2.5. External Validation Results

In the external validation cohort (MetaCardis), we analyzed 162 control participants alongside 173 patients with IHD. Compared to controls, the IHD group was older and had a higher average BMI, although the sex distribution remained similar.
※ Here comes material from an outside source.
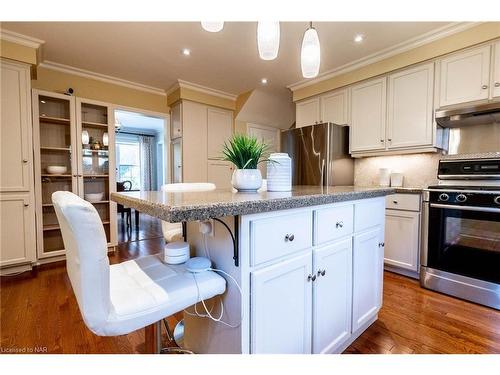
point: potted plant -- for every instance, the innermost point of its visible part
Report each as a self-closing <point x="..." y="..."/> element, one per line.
<point x="245" y="152"/>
Statistically significant differences in medication use were observed between groups, with a greater proportion of IHD patients on anti-hypertensive and lipid-lowering (statins) medications (Table 2).

Table 2.

Clinical characteristics of the external validation cohort (MetaCardis).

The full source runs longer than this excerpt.